Tien miljoen Filippino’s werken in het buitenland. Meestal zijn het vrouwen die met hun loon als verpleegster, huishoudster of kindermeisje hun families thuis ondersteunen. De armoede en het gebrek aan banen dwingen de vrouwen werk in het buitenland te zoeken. Vaak moeten ze daar werken onder mensonwaardige omstandigheden en krijgen ze te maken met seksueel geweld.
Zuster Mary John Mananzan heeft in samenwerking met leiders van verschillende religieuze mannen- en vrouwenordes in de Filippijnen een beschermingsprogramma in het leven geroepen, dat slachtoffers van geweld, uitbuiting en vervolging helpt. Daartoe behoren financiële hulp om een nieuw bestaan op te bouwen, rechtsbijstand en het onderbrengen van bedreigde personen op een veilige plaats.
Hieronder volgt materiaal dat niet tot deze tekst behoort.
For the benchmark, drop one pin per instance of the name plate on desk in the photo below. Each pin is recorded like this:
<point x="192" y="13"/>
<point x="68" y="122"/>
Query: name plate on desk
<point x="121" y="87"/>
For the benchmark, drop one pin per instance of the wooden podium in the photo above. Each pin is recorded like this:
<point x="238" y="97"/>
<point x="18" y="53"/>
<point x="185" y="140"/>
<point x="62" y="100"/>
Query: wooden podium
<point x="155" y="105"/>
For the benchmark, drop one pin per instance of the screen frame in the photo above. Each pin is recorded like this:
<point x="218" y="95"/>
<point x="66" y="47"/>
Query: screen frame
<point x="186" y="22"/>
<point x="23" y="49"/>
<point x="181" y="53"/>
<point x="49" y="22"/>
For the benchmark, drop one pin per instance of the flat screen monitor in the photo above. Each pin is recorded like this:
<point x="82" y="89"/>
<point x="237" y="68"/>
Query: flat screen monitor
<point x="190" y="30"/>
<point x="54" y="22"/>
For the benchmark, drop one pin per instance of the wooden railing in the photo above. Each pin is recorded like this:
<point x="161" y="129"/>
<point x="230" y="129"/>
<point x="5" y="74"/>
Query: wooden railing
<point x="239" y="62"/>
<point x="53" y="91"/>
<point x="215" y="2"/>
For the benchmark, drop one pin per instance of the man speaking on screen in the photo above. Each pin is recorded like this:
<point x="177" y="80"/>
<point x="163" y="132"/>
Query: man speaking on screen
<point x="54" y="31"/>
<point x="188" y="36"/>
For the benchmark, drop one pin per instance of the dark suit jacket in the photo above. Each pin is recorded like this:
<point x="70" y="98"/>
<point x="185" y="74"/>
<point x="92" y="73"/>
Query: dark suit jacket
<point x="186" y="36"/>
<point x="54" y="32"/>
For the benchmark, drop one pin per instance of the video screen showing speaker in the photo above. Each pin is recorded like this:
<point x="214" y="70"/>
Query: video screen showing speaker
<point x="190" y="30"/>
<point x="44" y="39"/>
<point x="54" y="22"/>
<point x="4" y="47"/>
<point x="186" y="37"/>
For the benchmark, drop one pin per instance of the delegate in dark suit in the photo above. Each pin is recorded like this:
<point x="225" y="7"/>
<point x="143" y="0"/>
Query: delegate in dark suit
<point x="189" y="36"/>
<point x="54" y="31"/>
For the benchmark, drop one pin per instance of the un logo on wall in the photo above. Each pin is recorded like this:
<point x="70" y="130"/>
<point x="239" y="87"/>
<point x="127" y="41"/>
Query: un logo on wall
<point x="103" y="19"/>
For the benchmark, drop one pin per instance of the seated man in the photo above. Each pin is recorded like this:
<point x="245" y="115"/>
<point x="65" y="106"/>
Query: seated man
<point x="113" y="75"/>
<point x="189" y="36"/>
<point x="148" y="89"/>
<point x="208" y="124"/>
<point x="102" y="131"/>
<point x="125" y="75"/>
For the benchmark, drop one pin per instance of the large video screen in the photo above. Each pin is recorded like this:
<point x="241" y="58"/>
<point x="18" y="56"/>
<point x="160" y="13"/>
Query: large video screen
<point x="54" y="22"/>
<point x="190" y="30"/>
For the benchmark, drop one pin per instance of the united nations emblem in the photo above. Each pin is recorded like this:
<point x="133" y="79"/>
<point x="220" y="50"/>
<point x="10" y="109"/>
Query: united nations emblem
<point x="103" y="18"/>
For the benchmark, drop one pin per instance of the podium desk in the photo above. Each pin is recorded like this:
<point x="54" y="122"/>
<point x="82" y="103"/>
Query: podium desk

Zuster Mary heeft zelfs een eigen televisieshow waarin ze dit onder de aandacht brengt. Ze vertelt: “Een van de gevallen die ik in mijn uitzending besprak, betrof vrouwen uit Riyad. In de media heette dit geval ‘Sex for Flight’. Deze vier vrouwen werden door hun werkgevers verkracht. Ze konden ontkomen en vluchtten naar een politiebureau in Riyad. Daar werden ze door de politieagenten opnieuw verkracht. Toen werden ze naar het consulaat gebracht en zelfs daar zeiden de ambtenaren tegen de vrouwen: Jullie krijgen vliegtickets naar huis, maar jullie moeten wel ‘parttime werken’, wat betekende dat ze zich moesten prostitueren.
Ik ontmoette de vrouwen toevallig bij een persconferentie. Ze hebben nu geen baan meer, zijn verlaten door hun echtgenoot en hebben kinderen voor wie ze moeten zorgen en ze hebben geen geld”.